Meteorologists say the budget proposal may put lives at risk.
“The proposed NWS cuts are especially troubling given that the nation just saw its most expensive year for weather disasters on record," meteorologist Bob Henson of Weather Underground said. "The NWS forecasters I know are passionate about their jobs and dedicated to serving the public. They’ve also been stretched thin by understaffing. If we want a world-class weather service, we ought to fully fund it.”
In October, the National Weather Service Employees Organization said the agency is “for the first time in its history teetering on the brink of failure” as reductions in staffing left scientists overworked and stressed.

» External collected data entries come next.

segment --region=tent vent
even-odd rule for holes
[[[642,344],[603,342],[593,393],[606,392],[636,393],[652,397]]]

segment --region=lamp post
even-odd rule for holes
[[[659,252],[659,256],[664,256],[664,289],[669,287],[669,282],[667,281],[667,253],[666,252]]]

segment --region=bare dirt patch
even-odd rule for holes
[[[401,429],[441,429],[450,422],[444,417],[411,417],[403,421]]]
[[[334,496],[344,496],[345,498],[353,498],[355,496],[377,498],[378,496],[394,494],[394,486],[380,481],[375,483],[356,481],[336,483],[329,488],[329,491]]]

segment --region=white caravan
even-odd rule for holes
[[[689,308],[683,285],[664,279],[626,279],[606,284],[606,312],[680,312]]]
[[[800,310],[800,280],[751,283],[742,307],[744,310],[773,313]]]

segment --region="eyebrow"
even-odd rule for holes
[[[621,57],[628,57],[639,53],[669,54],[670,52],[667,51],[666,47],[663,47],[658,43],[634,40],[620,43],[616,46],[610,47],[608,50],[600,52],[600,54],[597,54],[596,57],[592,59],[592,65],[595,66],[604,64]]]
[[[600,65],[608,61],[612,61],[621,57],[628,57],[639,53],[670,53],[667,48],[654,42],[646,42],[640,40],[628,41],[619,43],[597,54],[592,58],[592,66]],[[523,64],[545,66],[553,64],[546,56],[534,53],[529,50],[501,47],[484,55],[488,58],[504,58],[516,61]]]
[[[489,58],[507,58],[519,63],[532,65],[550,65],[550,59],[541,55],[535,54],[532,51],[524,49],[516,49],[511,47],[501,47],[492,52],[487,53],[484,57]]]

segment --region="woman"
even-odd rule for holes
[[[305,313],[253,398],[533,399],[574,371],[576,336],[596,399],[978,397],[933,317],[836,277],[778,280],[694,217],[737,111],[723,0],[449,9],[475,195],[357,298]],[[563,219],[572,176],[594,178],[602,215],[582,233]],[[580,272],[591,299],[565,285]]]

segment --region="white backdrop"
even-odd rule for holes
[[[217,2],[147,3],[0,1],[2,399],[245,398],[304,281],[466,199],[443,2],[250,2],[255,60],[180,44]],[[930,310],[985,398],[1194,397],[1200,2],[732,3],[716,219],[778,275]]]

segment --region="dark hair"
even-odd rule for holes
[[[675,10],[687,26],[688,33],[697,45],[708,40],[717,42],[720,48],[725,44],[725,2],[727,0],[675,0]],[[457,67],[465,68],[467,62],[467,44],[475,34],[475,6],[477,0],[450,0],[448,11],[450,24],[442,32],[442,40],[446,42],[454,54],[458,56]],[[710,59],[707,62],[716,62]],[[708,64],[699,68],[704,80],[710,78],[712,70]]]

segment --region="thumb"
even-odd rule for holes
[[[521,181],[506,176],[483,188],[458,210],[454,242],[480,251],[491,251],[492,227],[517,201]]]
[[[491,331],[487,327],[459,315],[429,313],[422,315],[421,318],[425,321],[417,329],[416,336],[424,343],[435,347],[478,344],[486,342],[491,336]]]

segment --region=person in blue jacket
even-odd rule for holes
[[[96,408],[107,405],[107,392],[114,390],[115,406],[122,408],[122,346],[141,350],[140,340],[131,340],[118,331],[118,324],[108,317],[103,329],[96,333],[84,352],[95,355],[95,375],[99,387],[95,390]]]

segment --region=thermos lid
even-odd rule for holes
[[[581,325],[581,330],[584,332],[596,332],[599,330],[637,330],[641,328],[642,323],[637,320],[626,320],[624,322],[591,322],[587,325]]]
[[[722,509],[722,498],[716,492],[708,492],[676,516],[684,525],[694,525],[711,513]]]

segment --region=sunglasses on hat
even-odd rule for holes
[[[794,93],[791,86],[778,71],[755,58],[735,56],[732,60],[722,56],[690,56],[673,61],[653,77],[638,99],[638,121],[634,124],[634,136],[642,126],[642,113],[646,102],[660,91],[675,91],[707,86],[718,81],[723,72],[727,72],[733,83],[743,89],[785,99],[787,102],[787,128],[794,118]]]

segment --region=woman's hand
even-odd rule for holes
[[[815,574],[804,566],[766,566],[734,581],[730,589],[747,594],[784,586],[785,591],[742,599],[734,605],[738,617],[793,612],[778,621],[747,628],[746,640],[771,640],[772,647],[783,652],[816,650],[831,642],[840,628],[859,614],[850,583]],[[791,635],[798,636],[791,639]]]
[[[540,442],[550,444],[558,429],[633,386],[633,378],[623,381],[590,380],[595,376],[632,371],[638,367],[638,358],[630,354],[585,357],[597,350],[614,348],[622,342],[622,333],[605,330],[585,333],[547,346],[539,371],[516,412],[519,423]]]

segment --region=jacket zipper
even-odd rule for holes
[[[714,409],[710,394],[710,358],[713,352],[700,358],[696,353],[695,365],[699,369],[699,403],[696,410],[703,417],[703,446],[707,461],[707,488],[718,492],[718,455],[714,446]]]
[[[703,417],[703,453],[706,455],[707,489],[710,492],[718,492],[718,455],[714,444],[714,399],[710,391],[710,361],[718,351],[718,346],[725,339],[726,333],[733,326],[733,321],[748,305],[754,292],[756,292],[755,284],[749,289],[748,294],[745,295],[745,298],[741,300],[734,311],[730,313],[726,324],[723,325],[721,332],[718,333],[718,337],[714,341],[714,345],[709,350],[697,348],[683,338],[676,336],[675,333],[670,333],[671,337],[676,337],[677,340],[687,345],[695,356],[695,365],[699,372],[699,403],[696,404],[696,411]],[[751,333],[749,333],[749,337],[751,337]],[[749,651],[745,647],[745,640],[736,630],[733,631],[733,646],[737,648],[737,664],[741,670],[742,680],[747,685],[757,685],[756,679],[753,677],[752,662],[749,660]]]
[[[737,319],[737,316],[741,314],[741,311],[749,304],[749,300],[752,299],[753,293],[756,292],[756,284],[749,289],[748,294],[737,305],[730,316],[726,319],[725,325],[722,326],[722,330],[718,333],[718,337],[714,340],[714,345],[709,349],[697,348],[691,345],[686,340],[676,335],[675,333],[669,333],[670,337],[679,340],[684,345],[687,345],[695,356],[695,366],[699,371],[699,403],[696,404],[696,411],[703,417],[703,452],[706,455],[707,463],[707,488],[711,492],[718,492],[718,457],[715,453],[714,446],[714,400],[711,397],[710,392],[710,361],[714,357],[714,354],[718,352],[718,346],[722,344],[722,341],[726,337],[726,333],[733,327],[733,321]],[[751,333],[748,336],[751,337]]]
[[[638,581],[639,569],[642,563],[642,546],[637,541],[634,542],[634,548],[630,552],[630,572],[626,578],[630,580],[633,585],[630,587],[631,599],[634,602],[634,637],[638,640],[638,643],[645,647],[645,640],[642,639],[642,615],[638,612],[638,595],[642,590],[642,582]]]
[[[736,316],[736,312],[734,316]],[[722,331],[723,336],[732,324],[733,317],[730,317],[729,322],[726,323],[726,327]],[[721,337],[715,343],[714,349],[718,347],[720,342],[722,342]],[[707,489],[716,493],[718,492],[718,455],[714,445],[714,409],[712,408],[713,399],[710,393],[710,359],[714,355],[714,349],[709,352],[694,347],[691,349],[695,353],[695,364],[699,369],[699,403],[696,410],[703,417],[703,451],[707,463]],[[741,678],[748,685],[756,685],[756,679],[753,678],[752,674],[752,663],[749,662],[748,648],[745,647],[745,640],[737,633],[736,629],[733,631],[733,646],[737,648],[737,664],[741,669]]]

“It’s gotten so bad that we’re not going to be able to provide service that two years ago we were able to provide to public, emergency managers and media,” said Dan Sobien, the president of the union. “We’ve never been in that position before.”
Staff vacancies at the agency increased 57 percent from 2014 to 2016, according to an independent report from the Government Accountability Office. The union suggests that the number of vacancies has actually reached nearly 700. The union notes that the decrease in staffing is not necessarily tied to a lack funding but because funds allocated were not earmarked for staffing.
Sobien told weather.com Tuesday that if the budget proposal is approved, it would mean that by 2019, more than a quarter of the NWS staff would be eliminated.
"That means many offices will have to close or close nights and weekends," Sobien said of the proposed staffing cuts. "Already, many NWS staff work months at a time with no days off and are forced overtime."
"What you will see is a decrease in forecasting and warning accuracy," Sabien said, adding that inaccurate forecasting will "cost us all a whole lot more than $75 million."
"Literally, this (proposed budget) is risking all of our lives to save a few million dollars," he added.